At first blush, the reasons given for the frightening decline in bird numbers seems quite reasonable. Both the spread of mono-culture and pesticide use are hammering insect numbers, and since many birds eat insects, then obviously those birds are losing their food sources. And well, of course, they’re dying.
But there’s a glitch in that explanation.
When studies found that insect numbers were falling off the cliff (75% loss), the same conclusions as above were put forward as reasons for the losses. In light of the fact that insect numbers weren’t just dropping in areas of farmland or in areas where pesticides were being used, climate change got kind of thrown in as an afterthought
When broad environmental factors are such that plant growth is accelerated, then the accelerated growth means plants contain more starch than they do protein.
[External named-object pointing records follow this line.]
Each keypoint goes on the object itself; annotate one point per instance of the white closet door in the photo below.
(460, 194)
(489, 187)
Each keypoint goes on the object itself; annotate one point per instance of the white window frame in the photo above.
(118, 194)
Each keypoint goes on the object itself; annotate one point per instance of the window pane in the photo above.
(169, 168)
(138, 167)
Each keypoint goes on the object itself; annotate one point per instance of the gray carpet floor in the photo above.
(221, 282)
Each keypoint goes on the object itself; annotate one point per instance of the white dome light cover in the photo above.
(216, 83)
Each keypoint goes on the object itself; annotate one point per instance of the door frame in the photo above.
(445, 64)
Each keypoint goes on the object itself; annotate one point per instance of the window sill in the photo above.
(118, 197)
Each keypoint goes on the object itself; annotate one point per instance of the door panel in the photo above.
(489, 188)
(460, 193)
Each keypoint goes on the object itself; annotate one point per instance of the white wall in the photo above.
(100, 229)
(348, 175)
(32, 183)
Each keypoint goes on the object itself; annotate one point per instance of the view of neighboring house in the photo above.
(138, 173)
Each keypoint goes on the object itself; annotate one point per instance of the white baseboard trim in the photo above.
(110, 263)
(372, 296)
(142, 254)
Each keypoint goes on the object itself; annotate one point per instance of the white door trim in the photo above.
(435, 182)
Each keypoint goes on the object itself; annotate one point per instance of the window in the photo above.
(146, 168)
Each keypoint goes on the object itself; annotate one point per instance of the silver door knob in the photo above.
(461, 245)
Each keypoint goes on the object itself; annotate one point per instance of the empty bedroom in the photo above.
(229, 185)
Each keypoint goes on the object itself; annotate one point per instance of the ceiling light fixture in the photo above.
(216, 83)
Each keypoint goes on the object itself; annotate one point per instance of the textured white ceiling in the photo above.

And studies have shown that to result in malnutrition, compromised immunity, starvation and death for organisms on the next step of the food chain. In the case of terrestrial life as opposed to submarine life, we’re talking insects.
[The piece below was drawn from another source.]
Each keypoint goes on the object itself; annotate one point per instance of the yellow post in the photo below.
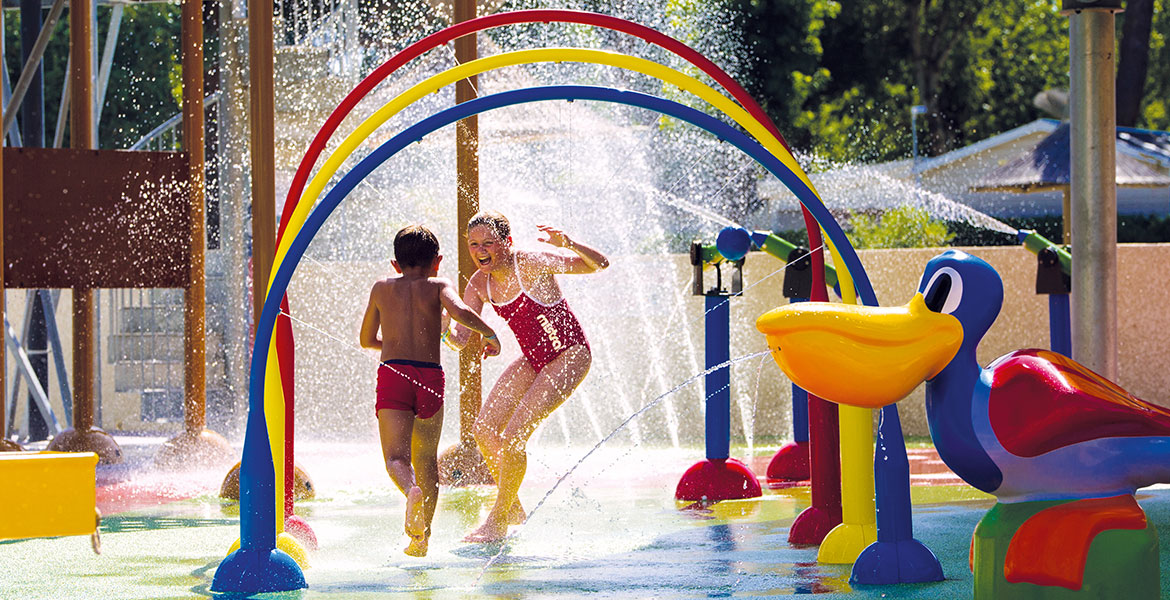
(194, 443)
(83, 436)
(462, 463)
(859, 518)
Two broad environmental factors have been looked at in relation to accelerated plant growth and poorer nutritional value. In one study, extra light was provided to a marine environment to increase plankton growth. It worked. But the zoo-plankton that fed on the phyto-plankton tanked. And the reason it tanked was that although its food source had become abundant, it had also become crap – the zoo-plankton simply couldn’t consume enough of the nutritionally compromised phyto plankton to remain healthy.
And when parallel studies were carried out on land, but this time providing extra CO2 to the environment instead of light, the results were the same. Fantastic growth rates and junk food.
For those who are interested, all the links to studies and articles relating to what you’ve just read are in the original article I’ve linked to above.
But my question is this.
Given that these studies and their results are known, then why, when faced with evidence of rapidly declining populations of species at the lower levels of the food chain, do we tell ourselves somewhat comforting tales about pesticides and mono-cultures ? We know full well that atmospheric CO2 levels are through the roof, and we also know how that affects flora, and by extension, fauna.
I’ll leave you to decide why it might be we’d want to point the finger at secondary causes for life dying away while assiduously ignoring the likely principal cause.